S’alza un grido secco: “Romana fuori!” seguito da un successivo: “Sparare!”. Nel giro di un solo minuto Ferrandi, Memeo, Barbone, Pasini Gatti, De Silvestri e Colombo, accostati da alcuni studenti del Cattaneo armati di molotov, dal collettivo di Viale Puglie e dal collettivo Barona ingaggiano un violento scontro a fuoco con le forze dell’ordine, durante il quale rimane ferito a morte il vicebrigadiere Custra. Altri due agenti vengono lievemente feriti, mentre un passante, Marzio Golinelli, perde un occhio e un’altra passante, Patrizia Roveri, viene ferita in maniera non grave al capo.

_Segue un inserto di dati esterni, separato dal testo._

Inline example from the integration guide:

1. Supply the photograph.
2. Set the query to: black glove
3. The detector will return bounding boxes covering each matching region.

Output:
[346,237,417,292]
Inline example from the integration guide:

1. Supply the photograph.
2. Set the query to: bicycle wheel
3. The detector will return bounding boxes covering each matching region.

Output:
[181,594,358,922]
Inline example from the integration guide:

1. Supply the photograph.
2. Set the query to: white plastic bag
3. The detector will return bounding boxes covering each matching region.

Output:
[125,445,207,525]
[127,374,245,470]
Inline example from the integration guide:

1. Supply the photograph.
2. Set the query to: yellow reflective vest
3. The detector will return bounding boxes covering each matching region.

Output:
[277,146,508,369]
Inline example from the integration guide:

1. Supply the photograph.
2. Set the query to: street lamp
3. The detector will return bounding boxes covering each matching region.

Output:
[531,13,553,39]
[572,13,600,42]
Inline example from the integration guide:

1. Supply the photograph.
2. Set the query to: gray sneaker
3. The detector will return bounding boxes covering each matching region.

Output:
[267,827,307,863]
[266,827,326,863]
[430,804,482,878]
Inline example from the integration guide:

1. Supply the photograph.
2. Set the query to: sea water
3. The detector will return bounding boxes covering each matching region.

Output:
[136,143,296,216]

Via De Amicis è oscurata dal fumo dei lacrimogeni, delle molotov e della carcassa del filobus 96 dato alle fiamme. Tutti coloro che si erano inoltrati nella strada raggiungono di corsa via Carducci dove alcuni manifestanti stanno improvvisando una barricata con del materiale edile di un cantiere.

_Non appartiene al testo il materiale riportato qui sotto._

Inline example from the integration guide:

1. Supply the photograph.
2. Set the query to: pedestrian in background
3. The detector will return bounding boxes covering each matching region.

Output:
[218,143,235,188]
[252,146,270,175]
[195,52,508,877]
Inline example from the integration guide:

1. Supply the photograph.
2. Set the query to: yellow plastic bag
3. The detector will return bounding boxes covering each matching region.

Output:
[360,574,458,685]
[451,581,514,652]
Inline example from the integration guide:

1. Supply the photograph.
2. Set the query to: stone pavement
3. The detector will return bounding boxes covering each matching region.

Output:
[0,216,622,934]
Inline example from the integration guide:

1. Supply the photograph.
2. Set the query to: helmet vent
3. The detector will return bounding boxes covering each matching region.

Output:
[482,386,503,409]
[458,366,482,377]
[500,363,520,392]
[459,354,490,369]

La sera del 14 nell’abitazione di Colombo si riuniscono alcuni dirigenti di Rosso a confronto con Ferrandi, Barbone, Memeo, Pasini Gatti, Colombo e De Silvestri. La notizia che l’agente Custra è clinicamente morto è stata diffusa radiogiornali e dai telegiornali. I dirigenti di Rosso si rendono disponibili a fornire soldi e documenti falsi per il prudenziale allontanamento di Pasini Gatti, Ferrandi e di tre studenti del Cattaneo. Ne nasce poi un violento diverbio tra Mancini, molto critico rispetto all’azione della Romana-Vittoria, e Alunni, che invece ne prende la difesa. In seguito a questo e ad altri personali contrasti, nel mese di luglio Alunni, Marocco, Ricciardi, Barbone, Colombo, De Silvestri daranno vita, con altri e altre militanti, alle Formazioni Comuniste Combattenti. In seguito, Ferrandi aderirà a Prima Linea; Memeo ai Proletari armati per il comunismo; Pasini Gatti alla Brigata Antonio Lo Muscio.